On birinci Cüzün Özeti
1. On
birinci cüz Tevbe Sûresi 94. ayetle başlar Hud Sûresi 5. ayetle biter.
2. Tevbe
Sûresi yoğunlukla münafıkların iç yüzünden ve davranışlarından bahseder. Sûre
münafıkların ve Müminlerin davranışlarını sürekli karşılaştırmalı olarak
aktarır.
3. Münafıkların
sürekli mazeret uydurdukları, (tevbe 94) Allah’ın adına yemin etmekten
kaçınmadıkları (tevbe 95), münafıkların çok gizli hareket ettikleri için
tanınmadıkları (tevbe 101), münafıkların Mescid yani dini müessese açmaktan da
uzak kalmadıkları, açılışına peygamber efendimiz gibi dini referansı olan
kimseleri çağırdıkları (tevbe 107-110), Kuran nazil olduğu, okunduğu zaman
münafıkların iğrenç yüzlerinin arttıkça arttığı (tevbe 125) ayetlerinde
vurgulanır.
4. 104,
112, 117, 118 ayetlerinde tevbe vurgusu yapılır.
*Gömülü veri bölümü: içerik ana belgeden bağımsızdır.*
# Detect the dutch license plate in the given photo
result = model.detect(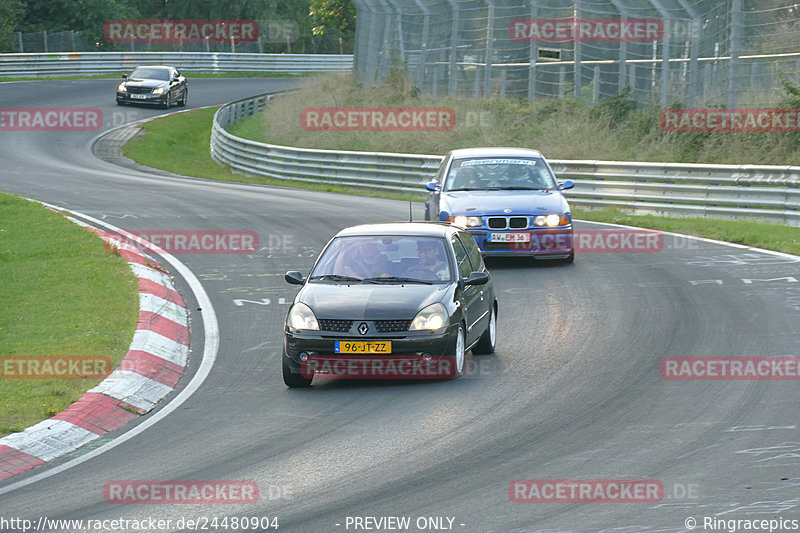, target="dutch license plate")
[334,341,392,354]
[491,233,531,242]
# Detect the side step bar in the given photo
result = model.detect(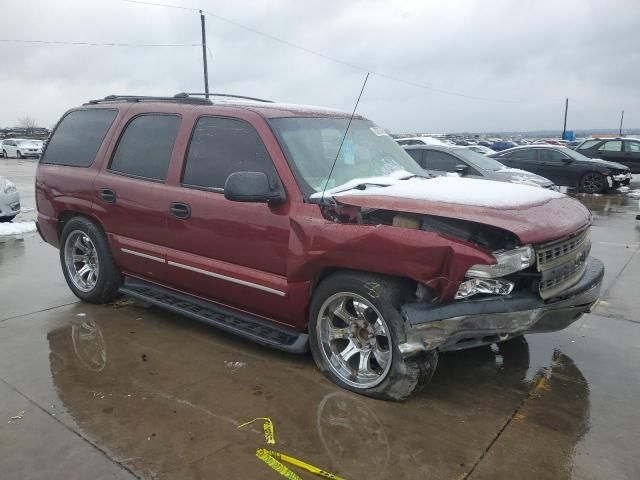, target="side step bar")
[119,277,309,353]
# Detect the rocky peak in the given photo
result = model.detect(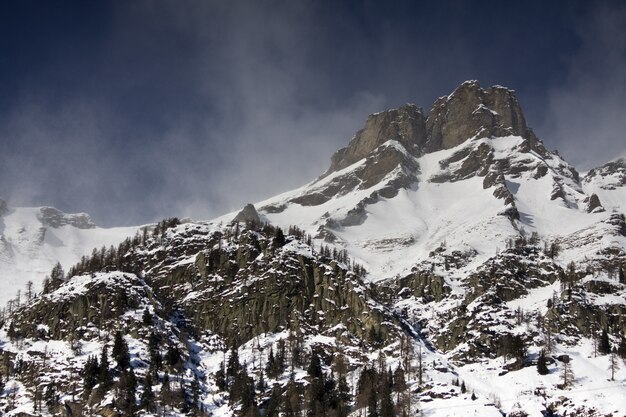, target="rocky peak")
[323,81,537,177]
[37,207,96,229]
[583,158,626,190]
[324,104,426,176]
[233,203,261,224]
[0,198,9,216]
[424,81,536,153]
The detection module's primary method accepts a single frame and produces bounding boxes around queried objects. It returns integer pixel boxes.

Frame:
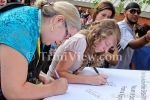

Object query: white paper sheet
[44,68,150,100]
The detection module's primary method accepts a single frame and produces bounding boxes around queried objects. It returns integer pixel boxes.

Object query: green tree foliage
[93,0,150,15]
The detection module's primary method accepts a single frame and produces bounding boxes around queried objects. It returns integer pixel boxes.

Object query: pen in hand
[93,67,99,75]
[54,70,60,79]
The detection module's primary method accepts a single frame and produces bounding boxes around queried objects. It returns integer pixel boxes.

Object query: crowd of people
[0,0,150,100]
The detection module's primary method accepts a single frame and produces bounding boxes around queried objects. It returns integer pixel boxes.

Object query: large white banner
[44,68,150,100]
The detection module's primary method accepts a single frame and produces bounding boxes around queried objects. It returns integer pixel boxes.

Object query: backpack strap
[0,2,25,12]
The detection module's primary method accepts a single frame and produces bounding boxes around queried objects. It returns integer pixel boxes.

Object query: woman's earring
[51,26,54,32]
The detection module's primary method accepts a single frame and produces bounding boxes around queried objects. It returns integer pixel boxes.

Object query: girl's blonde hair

Zaten Sûrenin isminin tevbe
olmasının nedeni Sûre içinde bir çok ayetin tevbeden bahsediyor olmasıdır.
5. 117
– 118. ayetler Tebuk gazvesinden geri kalan ve mazeret sunmak yerine tevbe eden
üç sahabenin durumundan bahseder.
6. 111.
âyette
اِنَّ اللّٰهَ اشْتَرٰى مِنَ الْمُؤْمِنٖينَ اَنْفُسَهُمْ وَاَمْوَالَهُمْ بِاَنَّ
لَهُمُ الْجَنَّةَؕ يُقَاتِلُونَ فٖي سَبٖيلِ اللّٰهِ فَيَقْتُلُونَ وَيُقْتَلُونَ
وَعْداً عَلَيْهِ حَقاًّ فِي التَّوْرٰيةِ وَالْاِنْجٖيلِ وَالْقُرْاٰنِؕ وَمَنْ
اَوْفٰى بِعَهْدِهٖ مِنَ اللّٰهِ فَاسْتَبْشِرُوا بِبَيْعِكُمُ الَّذٖي بَايَعْتُمْ
بِهٖؕ وَذٰلِكَ هُوَ الْفَوْزُ الْعَظٖيمُ
Allah teâlânın müminlerden cennet karşılığında onların can ve mallarını satın
alması anlatılır.
7. 128
– 129. âyetlerde peygamber efendimizin müminlere karşı ne kadar şefkat ve
merhamet sahibi olduğu vurgulanır ve Sûre bu şekilde biter.
Yunus
Sûresi 40,94,95 ve 96. âyetler Medine döneminde, diğerleri Mekke döneminde
inmiştir. 109 âyettir. Sûrede temel konu olarak Allah’ın rahmetinin gazabına
üstün olduğu vurgulanmaktadır. Sûrede, Yûnus, Nûh ve Mûsâ peygamberler ile
bunların kavimlerinin kıssalarına yer verilmektedir. Sûre, adını içindeki Yûnus
kıssasından almıştır.
Yûnus sûresinin temel konuları, İslâmî kaynaklarda tevhid, nübüvvet ve âhiret
terimleriyle ifade edilen, “bir Allah’a iman ve kulluk etmek, bilgi kaynağı
vahiy, vahyin taşıyıcısı ve açıklayıcısı olarak peygamber ve dünya hayatında
peygamberin çağrısına uyanlarla uymayanları ebedî âlemde bekleyen âkıbet”tir.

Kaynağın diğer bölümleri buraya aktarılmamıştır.